En Ovejas, ‘el Lobo’ y su gaita siguen vivos

En Ovejas, Sucre, a Julio Martínez le asignaron el apodo de ‘el Lobo’ después de que le diera por entonar durante varias noches la misma melodía: «Esta es la canción del lobo, el lobo, el lobo…», pieza que después hizo famosa la cantante Irene Martínez, la dueña de la música folclórica picante. Hoy, él y su gaita siguen vivos, sobreviven contra viento y marea.

Julio Enrique Martínez Causado todos los años sagradamente se dedica a compartir, enseñar y abrir con especial sigilo su caja de madera, vieja y rústica, custodiada por un candado que guarda celosamente uno de sus secretos mejor guardados: su gaita, construida e interpretada por él mismo. El año pasado, ‘el Lobo’ después de muchos ires y venires fue el protagonista del Festival de Gaitas de Ovejas, Sucre, versión,  31, que lo homenajeó con honores.
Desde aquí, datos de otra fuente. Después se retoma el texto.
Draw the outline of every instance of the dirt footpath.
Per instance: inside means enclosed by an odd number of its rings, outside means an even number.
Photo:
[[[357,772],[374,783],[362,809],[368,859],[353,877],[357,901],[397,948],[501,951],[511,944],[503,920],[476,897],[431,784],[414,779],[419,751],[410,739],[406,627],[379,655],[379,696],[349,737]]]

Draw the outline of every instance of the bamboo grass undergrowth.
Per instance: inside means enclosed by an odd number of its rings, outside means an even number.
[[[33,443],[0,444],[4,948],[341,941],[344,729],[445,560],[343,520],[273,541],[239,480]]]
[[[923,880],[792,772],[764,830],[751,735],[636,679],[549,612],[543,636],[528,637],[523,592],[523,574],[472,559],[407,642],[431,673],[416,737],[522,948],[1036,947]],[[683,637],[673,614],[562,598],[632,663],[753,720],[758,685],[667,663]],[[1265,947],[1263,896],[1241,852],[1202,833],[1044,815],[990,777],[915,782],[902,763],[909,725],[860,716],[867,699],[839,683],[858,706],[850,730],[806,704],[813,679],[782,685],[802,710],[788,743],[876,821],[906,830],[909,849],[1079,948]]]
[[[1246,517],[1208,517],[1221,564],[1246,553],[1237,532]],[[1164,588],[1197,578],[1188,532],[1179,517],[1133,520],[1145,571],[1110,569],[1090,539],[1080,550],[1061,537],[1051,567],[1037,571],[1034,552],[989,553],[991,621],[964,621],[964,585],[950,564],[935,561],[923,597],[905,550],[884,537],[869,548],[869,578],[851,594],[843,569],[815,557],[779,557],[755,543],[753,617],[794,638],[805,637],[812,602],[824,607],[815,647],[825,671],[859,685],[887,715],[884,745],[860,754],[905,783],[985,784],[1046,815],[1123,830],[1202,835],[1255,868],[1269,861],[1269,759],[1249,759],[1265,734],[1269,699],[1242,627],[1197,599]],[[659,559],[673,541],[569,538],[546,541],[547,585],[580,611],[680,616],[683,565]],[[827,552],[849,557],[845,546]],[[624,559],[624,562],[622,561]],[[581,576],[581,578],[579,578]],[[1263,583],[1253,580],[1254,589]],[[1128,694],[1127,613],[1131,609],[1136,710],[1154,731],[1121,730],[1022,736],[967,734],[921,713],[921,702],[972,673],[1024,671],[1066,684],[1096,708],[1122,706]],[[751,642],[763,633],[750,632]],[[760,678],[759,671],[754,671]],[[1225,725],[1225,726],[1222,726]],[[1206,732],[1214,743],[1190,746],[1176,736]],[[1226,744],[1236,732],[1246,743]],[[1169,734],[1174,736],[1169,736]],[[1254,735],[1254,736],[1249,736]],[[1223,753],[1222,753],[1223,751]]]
Julio Martínez, ‘el Lobo’, gaitero homenajeado en el 2015, Festival de Gaitas en Ovejas-Sucre.

La casa de ‘el Lobo’ está a pocos kilómetros de Ovejas, ahí vive y trabaja con toda su familia, hijos y nietos. Desde la entrada de la carretera se divisan los campos, donde cultivan ají, ajonjolí, ñame, yuca y tabaco. También fabrican instrumentos folclóricos con los recursos de su finca.

Las letras de las canciones de ‘el Lobo’ tratan de la vida cotidiana, los personajes que protagonizan sus historias son gente real, como los paisajes, las fiestas populares y los acontecimientos que va contando. Los ha vivido y forman parte de su vida y es eso lo que le da el carácter único a su música. Por las noches a menudo suenan los tambores y la gaita por toda la vereda,… es ‘el Lobo’ tocando con sus hijos.

Instrumentos musicales fabricados por Julio Enrique Martínez Causado, ‘el Lobo’.